この箪笥は、二十一代集の箪笥にふさわしく、和歌の神とされる住吉社が蒔絵で描かれています。また、毛利家の家紋である「沢瀉(おもだか)」だけでなく、徳川家の家紋である「三つ葉葵」も描かれています。中身が婚礼に必須の「二十一代集」であることに加えて、両家の家紋を同時にあしらう意匠は、江戸時代の婚礼道具に特有のものですから、これはどうやら、毛利家に、徳川家から嫁いできた姫君の婚礼道具だったことは間違いないようです。

 

箪笥の意匠や、家紋の様子から、江戸時代後期以降の婚礼で用いられたもののようです。
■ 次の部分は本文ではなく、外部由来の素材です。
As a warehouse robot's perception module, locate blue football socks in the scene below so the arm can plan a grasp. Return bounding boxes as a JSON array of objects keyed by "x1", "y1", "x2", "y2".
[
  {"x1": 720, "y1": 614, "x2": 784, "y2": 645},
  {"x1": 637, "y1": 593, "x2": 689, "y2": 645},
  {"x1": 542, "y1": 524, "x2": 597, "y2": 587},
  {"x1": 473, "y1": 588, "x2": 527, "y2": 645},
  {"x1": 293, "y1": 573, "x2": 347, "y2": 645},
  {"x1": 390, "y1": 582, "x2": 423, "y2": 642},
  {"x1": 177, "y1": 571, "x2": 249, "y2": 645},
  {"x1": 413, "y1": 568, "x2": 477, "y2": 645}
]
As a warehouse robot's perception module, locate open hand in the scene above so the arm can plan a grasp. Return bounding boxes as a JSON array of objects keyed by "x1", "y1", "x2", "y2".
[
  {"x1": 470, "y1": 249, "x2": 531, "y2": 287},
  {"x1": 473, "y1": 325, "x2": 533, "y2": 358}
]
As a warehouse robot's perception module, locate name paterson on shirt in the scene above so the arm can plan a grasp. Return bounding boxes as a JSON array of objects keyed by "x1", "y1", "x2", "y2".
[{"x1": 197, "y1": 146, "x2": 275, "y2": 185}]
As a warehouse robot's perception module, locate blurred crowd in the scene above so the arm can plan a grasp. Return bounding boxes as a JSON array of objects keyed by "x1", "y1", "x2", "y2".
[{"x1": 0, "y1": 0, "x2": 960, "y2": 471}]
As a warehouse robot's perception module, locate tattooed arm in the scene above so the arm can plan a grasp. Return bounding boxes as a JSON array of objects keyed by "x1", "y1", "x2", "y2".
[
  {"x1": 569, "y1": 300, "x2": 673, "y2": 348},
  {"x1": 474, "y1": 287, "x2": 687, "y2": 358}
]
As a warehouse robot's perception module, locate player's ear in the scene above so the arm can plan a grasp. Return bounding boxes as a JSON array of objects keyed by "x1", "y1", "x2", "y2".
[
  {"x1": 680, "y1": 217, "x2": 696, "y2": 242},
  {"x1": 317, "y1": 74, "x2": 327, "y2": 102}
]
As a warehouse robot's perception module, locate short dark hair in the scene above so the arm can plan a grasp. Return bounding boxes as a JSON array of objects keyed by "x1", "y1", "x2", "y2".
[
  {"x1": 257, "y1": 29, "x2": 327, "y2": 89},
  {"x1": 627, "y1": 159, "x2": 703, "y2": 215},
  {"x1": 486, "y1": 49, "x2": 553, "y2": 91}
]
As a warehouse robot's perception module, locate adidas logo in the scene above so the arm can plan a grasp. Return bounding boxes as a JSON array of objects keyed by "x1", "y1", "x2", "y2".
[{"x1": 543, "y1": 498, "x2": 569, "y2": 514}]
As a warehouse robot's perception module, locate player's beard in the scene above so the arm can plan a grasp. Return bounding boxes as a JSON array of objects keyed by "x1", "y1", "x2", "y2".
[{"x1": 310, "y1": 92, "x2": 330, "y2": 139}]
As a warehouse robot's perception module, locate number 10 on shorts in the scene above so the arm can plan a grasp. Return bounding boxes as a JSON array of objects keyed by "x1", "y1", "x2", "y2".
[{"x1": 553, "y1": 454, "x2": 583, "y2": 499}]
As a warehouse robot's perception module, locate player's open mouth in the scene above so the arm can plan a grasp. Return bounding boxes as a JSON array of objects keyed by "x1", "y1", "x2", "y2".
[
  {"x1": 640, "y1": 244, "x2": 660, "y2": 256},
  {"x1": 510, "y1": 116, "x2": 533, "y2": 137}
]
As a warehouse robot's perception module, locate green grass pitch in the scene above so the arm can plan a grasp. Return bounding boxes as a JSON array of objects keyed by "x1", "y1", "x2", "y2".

江戸時代の後期に、徳川家から毛利家に嫁いできた姫君といえば、七代藩主毛利重就(しげたか)の嫡男治親(はるちか)に嫁いだ徳川吉宗の孫節姫(ときひめ)、十代藩主毛利斉煕(なりひろ)の子斉広(なりとお)に嫁いだ徳川家斉の娘和姫が挙げられます。

 

両者のうち、どちらの婚礼道具であるかは、残念ながら決め手を欠きます。ただ、どちらについても、毛利家にとっては、江戸時代の初期に、徳川家康の孫(秀忠の養女)喜佐姫が初代藩主毛利秀就に嫁いで以来、久々となる将軍家からの輿入れであり、記念すべき快挙でした。

 

田中誠二氏によると、両姫君の舅となった重就・斉煕は、いずれも「規模」と呼ばれる、毛利家の家格の上昇を、積極的に試みた藩主だといいます。将軍姫君の降嫁は、こうした運動の成果であったと考えられます。

 

ただ、この家格上昇は一方で、姫君の御殿新造など、長州(萩)藩に少なからぬ負担を強いたとされます。この家格上昇の意図や功罪については、まだまだ検討の余地があるようです。